We have several truck plows converted to skid loader plows and have recently blown the seals out of one of the cylinders due to hitting curbs ect. 
I have heard of guys put crossover relief valves on the blade to protect the cylinders from this sort of thing but I can't find anything specific as far as what valves would work and what psi should I set it at. Any help is appreciated.


----------



## basher (Nov 13, 2004)

try 1300 psi


----------



## Ice hockey (Jul 1, 2015)

basher;2098738 said:


> try 1300 psi


For a (previously) truck blade? Seems way high.


----------



## rjigto4oje (Oct 27, 2010)

http://m.northerntool.com/products?q=cross+over+relief+valve


----------



## rjigto4oje (Oct 27, 2010)

1 for each hose I remember someone else having a problem I think these are adjustable


----------



## Ice hockey (Jul 1, 2015)

rjigto4oje;2098751 said:


> 1 for each hose I remember someone else having a problem I think these are adjustable


It says adjustable between 1500-3000 psi. Is there a model that incorporates both cylinders or do I need to buy one for each cylinder?


----------



## rjigto4oje (Oct 27, 2010)

From what ive heard 1 foe each cylinder.
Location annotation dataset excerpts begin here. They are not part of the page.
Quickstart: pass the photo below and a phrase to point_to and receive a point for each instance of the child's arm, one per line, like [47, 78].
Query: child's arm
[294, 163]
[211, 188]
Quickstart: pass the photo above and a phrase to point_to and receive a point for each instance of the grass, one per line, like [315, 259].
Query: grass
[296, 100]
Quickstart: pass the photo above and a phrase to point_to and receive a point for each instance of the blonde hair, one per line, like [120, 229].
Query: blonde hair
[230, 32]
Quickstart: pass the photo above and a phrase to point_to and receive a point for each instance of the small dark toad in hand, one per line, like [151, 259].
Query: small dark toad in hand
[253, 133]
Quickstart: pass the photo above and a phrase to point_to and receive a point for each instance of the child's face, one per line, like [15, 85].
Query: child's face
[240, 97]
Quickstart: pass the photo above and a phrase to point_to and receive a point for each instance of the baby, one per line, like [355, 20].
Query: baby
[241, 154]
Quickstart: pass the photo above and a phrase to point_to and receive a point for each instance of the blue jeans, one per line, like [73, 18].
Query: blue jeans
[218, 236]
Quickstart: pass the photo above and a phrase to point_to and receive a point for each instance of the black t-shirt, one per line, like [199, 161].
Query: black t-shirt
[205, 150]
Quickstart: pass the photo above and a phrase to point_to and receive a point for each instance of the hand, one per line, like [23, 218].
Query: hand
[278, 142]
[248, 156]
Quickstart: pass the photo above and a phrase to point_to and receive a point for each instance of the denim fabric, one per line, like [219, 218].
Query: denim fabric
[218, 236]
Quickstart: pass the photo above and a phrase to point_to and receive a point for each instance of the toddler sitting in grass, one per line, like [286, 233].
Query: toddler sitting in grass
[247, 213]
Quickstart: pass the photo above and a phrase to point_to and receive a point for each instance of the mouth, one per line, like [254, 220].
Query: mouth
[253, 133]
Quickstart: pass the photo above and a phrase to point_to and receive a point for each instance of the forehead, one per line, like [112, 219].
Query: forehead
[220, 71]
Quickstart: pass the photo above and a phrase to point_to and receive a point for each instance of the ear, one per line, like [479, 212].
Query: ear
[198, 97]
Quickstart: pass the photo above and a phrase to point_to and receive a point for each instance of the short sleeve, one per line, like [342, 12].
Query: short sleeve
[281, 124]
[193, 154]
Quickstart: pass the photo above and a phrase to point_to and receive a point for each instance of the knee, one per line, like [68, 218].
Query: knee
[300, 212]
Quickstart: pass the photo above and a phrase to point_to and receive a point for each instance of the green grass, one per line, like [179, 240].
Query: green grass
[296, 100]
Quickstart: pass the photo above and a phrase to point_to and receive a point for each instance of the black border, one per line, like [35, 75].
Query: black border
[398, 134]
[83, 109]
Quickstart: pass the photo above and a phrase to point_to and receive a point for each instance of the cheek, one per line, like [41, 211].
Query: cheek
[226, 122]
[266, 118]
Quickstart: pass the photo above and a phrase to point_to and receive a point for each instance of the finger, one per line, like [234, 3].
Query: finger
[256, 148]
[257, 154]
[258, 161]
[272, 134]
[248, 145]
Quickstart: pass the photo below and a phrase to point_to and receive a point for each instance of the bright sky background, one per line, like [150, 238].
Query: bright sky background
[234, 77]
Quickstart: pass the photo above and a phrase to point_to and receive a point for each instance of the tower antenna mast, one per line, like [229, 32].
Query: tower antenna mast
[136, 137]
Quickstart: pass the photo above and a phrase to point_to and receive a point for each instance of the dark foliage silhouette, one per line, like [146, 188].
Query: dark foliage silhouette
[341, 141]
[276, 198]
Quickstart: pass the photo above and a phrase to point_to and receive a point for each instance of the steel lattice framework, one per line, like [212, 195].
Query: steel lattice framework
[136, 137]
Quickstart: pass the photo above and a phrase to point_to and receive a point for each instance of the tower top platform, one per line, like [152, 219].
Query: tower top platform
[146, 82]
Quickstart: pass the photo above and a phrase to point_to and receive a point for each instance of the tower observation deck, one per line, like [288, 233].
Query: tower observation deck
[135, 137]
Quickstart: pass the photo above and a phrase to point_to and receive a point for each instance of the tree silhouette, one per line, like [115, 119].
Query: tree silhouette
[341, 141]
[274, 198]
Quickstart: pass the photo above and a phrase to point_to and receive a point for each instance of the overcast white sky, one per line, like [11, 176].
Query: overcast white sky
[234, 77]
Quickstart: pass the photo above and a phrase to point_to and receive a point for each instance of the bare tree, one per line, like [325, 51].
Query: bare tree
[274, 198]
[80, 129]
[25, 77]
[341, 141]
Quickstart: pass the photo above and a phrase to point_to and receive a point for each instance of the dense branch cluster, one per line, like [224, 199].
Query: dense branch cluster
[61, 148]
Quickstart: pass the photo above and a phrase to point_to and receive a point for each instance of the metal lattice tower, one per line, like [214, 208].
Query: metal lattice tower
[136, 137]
They may also make other one's that the presure may go lower
Maybe someone else will chome in hope this helps


----------



## basher (Nov 13, 2004)

Ice hockey;2098743 said:


> For a (previously) truck blade? Seems way high.
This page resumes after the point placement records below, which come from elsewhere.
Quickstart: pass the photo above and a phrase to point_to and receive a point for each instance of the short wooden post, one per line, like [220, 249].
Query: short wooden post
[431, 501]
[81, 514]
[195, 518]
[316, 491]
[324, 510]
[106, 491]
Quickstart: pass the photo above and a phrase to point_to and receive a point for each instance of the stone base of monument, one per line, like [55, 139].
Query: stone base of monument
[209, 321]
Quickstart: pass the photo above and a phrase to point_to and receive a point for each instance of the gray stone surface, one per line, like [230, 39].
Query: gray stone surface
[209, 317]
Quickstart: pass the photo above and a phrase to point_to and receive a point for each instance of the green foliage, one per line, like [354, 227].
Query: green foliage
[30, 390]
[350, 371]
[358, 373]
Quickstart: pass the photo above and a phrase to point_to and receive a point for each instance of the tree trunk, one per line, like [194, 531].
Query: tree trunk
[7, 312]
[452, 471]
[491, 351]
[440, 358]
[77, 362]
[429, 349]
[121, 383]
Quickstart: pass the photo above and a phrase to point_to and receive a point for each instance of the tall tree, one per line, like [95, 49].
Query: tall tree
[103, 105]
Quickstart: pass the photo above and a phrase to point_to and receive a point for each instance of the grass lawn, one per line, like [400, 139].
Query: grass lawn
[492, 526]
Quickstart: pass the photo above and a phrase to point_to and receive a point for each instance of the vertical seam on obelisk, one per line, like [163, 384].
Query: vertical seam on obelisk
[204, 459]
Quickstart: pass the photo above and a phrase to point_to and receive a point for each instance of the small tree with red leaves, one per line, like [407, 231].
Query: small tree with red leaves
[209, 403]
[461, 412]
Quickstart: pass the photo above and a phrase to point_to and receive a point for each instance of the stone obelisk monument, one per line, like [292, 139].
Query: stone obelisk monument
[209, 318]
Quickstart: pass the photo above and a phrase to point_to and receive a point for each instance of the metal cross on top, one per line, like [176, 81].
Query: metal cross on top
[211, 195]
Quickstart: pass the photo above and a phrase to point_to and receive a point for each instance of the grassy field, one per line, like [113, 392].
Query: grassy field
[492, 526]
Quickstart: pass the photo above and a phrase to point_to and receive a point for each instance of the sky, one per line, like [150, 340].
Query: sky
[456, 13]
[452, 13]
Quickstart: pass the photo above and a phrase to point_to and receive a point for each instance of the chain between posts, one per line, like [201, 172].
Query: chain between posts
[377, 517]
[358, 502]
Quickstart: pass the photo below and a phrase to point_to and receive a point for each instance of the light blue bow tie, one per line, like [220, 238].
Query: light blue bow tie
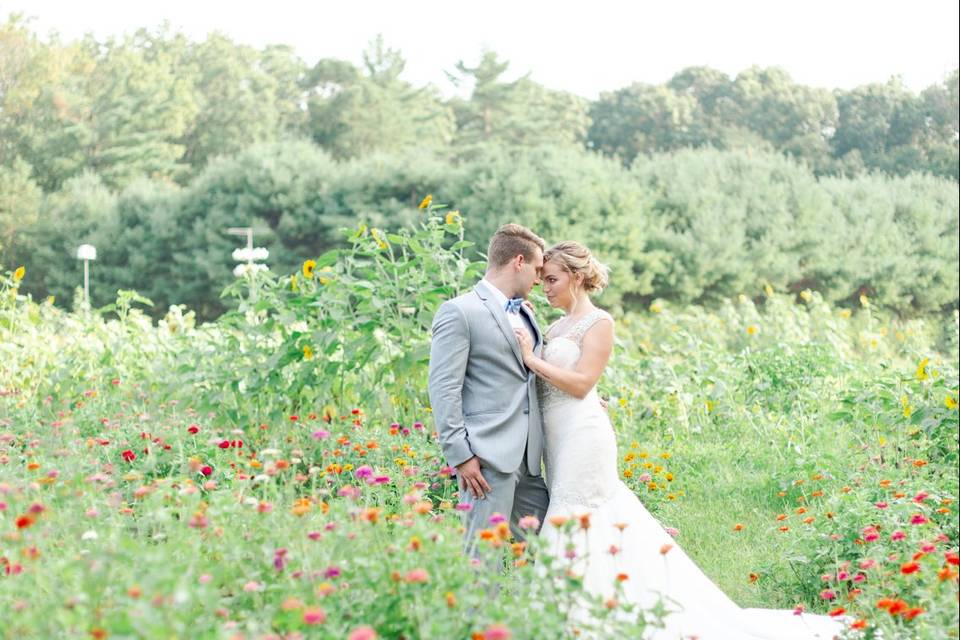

Well Meyer (for example) sets theirs at 3200 psi but what do I know.

Good Luck


----------



## Randall Ave (Oct 29, 2014)

I'v installed them. Only need one if correct part. Held on with two bolts. Easy install.


----------



## basher (Nov 13, 2004)

Randall Ave;2099068 said:


> I'v installed them. Only need one if correct part. Held on with two bolts. Easy install.


----------



## jomama45 (Dec 25, 2008)

I learned the hard way, put a cross over relief valve in right away. Here's a link to the one I use. I just let it at the factory set position, and it works ideal there for me, whick I think is around 2000 psi.
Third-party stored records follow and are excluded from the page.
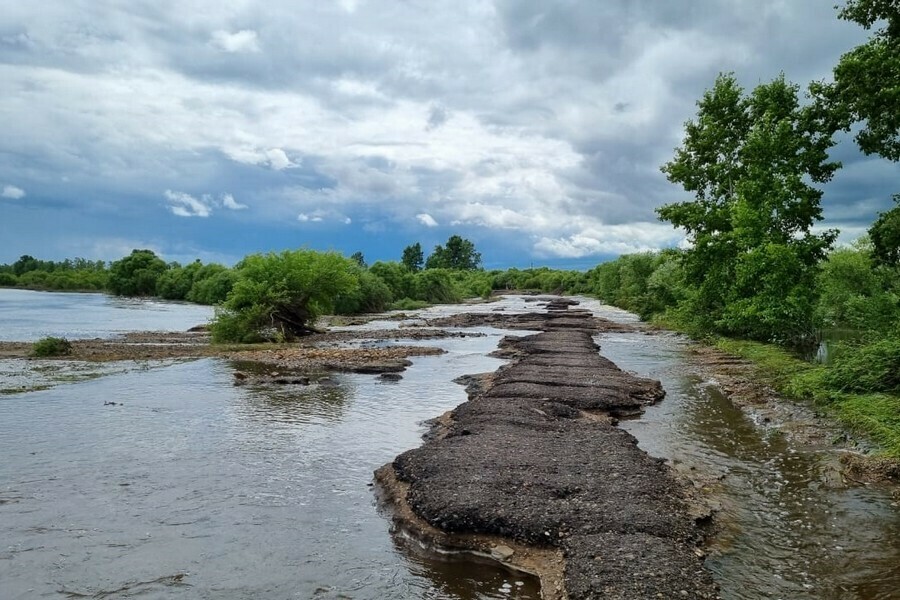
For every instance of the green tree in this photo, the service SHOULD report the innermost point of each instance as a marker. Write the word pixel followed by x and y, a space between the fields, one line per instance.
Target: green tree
pixel 279 296
pixel 136 274
pixel 359 259
pixel 885 236
pixel 176 282
pixel 396 276
pixel 866 86
pixel 750 160
pixel 413 258
pixel 459 253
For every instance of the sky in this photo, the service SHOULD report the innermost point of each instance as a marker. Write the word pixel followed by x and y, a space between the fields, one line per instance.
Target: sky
pixel 213 129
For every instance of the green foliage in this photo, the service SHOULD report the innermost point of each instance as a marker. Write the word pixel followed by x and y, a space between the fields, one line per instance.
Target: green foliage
pixel 176 282
pixel 866 81
pixel 413 259
pixel 51 346
pixel 279 296
pixel 78 274
pixel 408 304
pixel 435 286
pixel 396 276
pixel 359 259
pixel 473 284
pixel 212 283
pixel 854 293
pixel 875 415
pixel 749 160
pixel 370 295
pixel 870 367
pixel 136 274
pixel 459 253
pixel 646 283
pixel 885 236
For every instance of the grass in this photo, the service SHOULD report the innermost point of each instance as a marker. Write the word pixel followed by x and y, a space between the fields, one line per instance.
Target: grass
pixel 51 346
pixel 873 415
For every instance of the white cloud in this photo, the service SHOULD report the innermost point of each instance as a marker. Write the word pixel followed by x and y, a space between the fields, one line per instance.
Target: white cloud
pixel 426 220
pixel 240 41
pixel 13 192
pixel 278 160
pixel 229 202
pixel 511 115
pixel 609 239
pixel 184 205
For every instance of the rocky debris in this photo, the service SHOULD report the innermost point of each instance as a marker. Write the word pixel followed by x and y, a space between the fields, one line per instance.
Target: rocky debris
pixel 565 365
pixel 559 319
pixel 523 461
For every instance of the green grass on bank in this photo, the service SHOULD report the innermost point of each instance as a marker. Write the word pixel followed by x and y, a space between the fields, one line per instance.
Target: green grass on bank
pixel 875 416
http://www.grainger.com/product/4HL...8277!&ef_id=Vp5eAgAABVUAwlsC:20160121142741:s


----------



## Badlandsexc (Dec 26, 2015)

Try surplus center. You only need 1/2" ports. I got mine from them, american made and was $70


----------



## Ice hockey (Jul 1, 2015)

jomama45;2099915 said:


> I learned the hard way, put a cross over relief valve in right away. Here's a link to the one I use. I just let it at the factory set position, and it works ideal there for me, whick I think is around 2000 psi.
> 
> http://www.grainger.com/product/4HL...8277!&ef_id=Vp5eAgAABVUAwlsC:20160121142741:s
> 
> View attachment 149790


What brand is your blade/cylinders?


----------



## Ice hockey (Jul 1, 2015)

basher;2099056 said:


> Well Meyer (for example) sets theirs at 3200 psi but what do I know.
> 
> Good Luck


I don't know what you know. You tell me what you know.


----------



## jomama45 (Dec 25, 2008)

Ice hockey;2100375 said:


> What brand is your blade/cylinders?


The blade is built by me, the a-frame and quadrant are heavily modified Western, and the rams are 1.5" x 10" Western..............


----------



## leolkfrm (Mar 11, 2010)

there is a thread on here somewhere about using reg blades on bobcats and the hyd setups


----------



## basher (Nov 13, 2004)

jomama45;2100782 said:


> and the rams are 1.5" x 10" Western..............


normally operating at about 450 PSI in their Western OEM system


----------



## basher (Nov 13, 2004)

Ice hockey;2100383 said:


> I don't know what you know. You tell me what you know.


I won't live long enough


----------